The B.C. First Nation that’s experimenting with private property
Citizens of the Nisga’a Nation in British Columbia have had private property rights since 2012 and clearly the sky has not fallen. If anything, anecdotal evidence finds individuals looking into using their land to build businesses and secure rental property.
In 2009 the Nisga’a was the first Indigenous community in Canada to experiment with individual “fee simple” property ownership. Fee simple estate is the highest form of property ownership where land can be bought, sold, transferred or willed to whomever the owner wishes. However, governments can still regulate land use, collect property tax, exercise police action and expropriate that land for public purposes.
The Nisga’a Landholding Transition Act only applies to Nisga’a citizens and the land in question must be zoned residential and have an area no greater than 0.2 hectares (0.49 acres).

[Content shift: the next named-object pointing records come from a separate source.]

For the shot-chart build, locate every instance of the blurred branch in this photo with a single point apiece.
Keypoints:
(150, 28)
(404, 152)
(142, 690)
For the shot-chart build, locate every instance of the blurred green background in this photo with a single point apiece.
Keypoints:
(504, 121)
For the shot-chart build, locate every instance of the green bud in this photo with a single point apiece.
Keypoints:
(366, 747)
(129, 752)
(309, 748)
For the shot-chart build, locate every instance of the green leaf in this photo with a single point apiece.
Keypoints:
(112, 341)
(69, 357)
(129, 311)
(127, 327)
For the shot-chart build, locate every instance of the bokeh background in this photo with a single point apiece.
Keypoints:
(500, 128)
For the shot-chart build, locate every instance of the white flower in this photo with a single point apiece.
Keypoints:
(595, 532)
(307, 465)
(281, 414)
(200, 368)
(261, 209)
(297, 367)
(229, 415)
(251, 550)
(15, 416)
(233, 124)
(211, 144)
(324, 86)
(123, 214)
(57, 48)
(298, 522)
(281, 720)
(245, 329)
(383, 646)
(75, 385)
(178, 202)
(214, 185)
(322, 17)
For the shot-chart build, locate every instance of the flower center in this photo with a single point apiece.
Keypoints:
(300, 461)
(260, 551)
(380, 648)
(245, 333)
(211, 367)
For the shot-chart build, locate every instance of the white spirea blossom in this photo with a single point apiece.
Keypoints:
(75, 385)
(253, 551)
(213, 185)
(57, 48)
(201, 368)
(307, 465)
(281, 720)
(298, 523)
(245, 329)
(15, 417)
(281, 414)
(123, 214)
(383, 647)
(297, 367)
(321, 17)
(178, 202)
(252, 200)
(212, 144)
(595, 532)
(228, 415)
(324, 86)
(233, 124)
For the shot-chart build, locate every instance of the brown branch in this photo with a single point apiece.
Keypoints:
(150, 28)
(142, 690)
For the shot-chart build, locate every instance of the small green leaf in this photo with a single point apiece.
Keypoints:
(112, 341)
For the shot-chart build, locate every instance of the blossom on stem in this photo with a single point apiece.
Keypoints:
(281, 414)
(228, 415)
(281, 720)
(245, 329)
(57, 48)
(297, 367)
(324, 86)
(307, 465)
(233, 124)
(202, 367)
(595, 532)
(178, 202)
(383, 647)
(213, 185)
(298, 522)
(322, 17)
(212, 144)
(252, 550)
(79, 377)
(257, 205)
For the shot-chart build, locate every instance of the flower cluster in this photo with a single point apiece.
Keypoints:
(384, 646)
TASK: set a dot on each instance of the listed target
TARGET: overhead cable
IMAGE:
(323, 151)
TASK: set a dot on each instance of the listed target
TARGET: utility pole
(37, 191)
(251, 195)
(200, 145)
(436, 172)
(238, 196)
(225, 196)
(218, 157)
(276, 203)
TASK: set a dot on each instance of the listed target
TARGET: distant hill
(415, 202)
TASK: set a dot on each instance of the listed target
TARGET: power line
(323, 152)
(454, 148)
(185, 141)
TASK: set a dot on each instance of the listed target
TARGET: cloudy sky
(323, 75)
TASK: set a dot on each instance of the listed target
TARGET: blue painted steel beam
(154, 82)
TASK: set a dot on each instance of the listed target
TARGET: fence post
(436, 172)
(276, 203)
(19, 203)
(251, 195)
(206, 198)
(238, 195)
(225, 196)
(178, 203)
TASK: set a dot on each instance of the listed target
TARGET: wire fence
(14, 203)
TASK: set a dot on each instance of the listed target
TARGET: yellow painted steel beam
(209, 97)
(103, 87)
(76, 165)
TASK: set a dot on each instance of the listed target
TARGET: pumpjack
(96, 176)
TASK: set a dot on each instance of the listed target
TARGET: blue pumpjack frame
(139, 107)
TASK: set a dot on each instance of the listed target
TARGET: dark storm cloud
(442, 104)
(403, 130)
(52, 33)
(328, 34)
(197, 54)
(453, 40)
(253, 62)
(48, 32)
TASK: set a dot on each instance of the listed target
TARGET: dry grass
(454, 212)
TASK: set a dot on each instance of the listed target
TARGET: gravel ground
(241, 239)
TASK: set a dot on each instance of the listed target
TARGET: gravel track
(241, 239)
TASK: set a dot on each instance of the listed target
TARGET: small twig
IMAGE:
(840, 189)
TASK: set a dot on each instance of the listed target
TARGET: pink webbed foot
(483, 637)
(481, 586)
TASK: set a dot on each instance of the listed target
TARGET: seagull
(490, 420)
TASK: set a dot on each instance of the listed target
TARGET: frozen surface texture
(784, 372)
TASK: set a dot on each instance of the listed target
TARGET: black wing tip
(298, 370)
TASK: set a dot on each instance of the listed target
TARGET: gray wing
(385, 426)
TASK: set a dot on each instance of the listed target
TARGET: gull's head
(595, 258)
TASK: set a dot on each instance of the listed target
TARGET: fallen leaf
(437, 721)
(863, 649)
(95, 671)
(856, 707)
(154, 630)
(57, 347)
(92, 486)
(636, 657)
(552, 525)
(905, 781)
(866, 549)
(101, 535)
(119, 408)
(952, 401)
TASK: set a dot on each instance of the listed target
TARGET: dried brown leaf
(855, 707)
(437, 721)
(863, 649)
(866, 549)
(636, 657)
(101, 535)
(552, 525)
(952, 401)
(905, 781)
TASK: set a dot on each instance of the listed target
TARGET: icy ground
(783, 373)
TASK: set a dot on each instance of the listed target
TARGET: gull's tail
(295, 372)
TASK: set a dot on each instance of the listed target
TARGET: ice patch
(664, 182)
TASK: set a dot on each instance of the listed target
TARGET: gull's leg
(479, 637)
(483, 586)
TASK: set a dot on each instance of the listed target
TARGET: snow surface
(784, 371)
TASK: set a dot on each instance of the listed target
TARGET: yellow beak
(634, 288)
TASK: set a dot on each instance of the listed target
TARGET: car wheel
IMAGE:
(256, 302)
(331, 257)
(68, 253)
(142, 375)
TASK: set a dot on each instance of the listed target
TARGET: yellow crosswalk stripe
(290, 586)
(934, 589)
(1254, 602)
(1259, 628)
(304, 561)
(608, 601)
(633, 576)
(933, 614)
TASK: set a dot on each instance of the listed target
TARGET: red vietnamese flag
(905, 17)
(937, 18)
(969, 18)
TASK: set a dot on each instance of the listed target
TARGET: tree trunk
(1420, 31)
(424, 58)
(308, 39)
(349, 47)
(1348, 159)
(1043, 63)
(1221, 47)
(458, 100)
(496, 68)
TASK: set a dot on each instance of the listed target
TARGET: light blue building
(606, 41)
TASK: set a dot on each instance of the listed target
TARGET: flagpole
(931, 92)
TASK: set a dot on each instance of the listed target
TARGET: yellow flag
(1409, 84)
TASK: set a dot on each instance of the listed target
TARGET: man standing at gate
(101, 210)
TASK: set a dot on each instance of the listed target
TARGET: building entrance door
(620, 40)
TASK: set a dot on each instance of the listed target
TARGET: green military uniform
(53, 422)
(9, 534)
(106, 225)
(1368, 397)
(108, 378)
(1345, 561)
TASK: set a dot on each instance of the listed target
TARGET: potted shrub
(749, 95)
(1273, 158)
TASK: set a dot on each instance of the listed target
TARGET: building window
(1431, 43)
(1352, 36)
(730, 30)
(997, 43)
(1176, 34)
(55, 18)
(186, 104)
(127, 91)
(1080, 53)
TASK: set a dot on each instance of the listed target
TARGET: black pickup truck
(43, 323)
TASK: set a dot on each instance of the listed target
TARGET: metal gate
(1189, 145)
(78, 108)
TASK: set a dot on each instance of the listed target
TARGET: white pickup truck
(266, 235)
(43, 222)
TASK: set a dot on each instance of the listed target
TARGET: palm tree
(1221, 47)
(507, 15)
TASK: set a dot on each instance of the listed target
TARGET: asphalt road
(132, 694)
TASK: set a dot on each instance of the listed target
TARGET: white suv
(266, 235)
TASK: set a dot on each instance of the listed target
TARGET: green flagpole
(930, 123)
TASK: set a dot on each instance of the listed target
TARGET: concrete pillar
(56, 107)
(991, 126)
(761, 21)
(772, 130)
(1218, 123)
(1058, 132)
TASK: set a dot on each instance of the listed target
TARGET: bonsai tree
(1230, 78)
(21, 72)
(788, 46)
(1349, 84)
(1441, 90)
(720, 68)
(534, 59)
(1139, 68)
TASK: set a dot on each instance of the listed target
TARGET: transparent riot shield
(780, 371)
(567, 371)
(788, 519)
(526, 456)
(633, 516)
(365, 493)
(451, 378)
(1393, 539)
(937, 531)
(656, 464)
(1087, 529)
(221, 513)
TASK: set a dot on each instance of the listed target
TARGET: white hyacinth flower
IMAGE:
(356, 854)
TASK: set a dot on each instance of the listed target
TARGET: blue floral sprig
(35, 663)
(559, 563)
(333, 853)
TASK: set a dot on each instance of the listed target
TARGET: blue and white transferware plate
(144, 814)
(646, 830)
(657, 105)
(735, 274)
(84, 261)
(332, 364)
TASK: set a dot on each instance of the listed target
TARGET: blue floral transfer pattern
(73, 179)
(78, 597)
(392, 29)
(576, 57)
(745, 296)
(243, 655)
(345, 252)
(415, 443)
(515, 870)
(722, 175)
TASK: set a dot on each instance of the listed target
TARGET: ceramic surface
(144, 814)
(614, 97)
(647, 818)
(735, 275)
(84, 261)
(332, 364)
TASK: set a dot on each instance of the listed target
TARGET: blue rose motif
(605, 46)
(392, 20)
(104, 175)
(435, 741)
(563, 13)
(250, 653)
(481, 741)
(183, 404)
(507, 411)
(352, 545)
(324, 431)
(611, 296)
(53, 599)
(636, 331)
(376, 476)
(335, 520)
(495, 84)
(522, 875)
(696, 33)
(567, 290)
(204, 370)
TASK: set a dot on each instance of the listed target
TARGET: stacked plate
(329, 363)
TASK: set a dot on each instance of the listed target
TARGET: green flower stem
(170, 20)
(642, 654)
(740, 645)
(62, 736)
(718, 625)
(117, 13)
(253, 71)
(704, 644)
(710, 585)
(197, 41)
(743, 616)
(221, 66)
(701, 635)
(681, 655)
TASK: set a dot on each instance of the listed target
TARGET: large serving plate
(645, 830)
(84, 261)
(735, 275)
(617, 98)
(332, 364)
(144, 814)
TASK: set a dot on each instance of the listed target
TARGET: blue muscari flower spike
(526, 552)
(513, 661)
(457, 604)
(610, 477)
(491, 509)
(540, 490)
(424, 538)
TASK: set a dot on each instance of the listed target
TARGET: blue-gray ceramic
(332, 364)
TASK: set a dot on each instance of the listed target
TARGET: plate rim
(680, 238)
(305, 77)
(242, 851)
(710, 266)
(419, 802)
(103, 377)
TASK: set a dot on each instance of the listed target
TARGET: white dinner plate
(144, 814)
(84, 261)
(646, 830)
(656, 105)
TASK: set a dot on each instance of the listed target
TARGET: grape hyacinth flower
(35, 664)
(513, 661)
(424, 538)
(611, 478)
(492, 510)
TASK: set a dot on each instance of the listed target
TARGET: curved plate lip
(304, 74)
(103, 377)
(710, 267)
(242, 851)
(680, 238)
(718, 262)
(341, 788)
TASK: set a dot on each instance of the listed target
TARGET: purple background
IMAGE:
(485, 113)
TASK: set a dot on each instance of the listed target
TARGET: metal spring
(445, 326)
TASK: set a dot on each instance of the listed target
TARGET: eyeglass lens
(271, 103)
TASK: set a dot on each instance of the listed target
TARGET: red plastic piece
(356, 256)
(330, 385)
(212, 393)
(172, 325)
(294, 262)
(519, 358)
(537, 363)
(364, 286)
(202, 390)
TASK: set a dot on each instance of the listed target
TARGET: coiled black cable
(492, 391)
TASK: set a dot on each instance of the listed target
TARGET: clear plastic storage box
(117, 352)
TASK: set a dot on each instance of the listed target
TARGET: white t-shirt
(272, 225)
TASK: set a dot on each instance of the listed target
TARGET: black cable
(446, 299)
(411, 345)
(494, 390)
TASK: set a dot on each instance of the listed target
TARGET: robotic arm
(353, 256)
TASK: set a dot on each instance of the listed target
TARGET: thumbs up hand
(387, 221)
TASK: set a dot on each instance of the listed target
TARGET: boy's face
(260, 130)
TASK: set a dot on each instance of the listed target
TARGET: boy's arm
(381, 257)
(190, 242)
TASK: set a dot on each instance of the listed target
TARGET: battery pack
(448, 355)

The Nisga’a government said this was done to ensure land ownership benefits go to Nisga’a families, not the land development industry. The Nisga’a government also quickly noted that the land designated residential, and hence eligible for fee simple ownership, comprised only 100 hectares (247 acres) or .05 per cent of total Nisga’a lands. This situation is quite far from some sort of mass “privatization” of lands.
Since 2012, the acquisition and development of fee simple land has been measured as well. According to Diane Cragg, registrar of land titles for the Nisga’a Lisims Government, there have been 32 parcels granted in fee simple with a further 21 offers of fee simple in process. Cragg wrote that there are eight mortgages registered against these parcels, and there have been no defaults. None. Sure, it’s a short period since the Act has been in force, but this should assuage critics who spread fear of foreclosure eroding collective title. Cragg further stated that two national banks and one credit union currently offer mortgage lending to owners of fee simple title registered in the Nisga’a Land Title Office.
Cragg stressed that the Nisga’a Land Title Office, like any provincial or territorial land title office, does not collect information on exactly why new property owners seek mortgage funds. Over time, it will be important to see how this new property ownership affects the overall Nisga’a economy. But, in the meantime, the evidence points to an orderly roll out of residential lots to Nisga’a citizens for a variety of purposes. This author travelled to the Nisga’a territory to complete a project on how their self-government agreement impacted perceptions of governance and services on the territory. At the time, I encountered excitement from Nisga’s residents who desired private ownership of their own home and backyard.
The Nisga’a made headlines when they signed one of the most comprehensive and far-reaching constitutionally protected modern treaties in Canada and now they were trailblazers again when they gave their own indigenous citizens what Canadians take for granted.
Simply put, the Nisga’a Nation wants a functioning market economy, and that includes private property as a cornerstone. The evidence linking property rights with economic prosperity is pretty conclusive, not just merely suggestive.
Jody Wilson-Raybould, current Liberal justice minister of Indigenous background, while she was B.C. regional chief for the Assembly of First Nations, said the Nisga’a experiment was “one example among a number of examples of how private interests are being created on First Nations lands” and she stressed that, “Each individual nation has to determine for itself what form of land tenure system it wants to establish moving beyond the Indian Act. This was our choice.”
The Liberal government should heed and respect the wishes of First Nations without modern treaties like the Nisga’a that want to experiment with fee simple property ownership.
At least one First Nation in B.C. has expressed interest. Why not start there?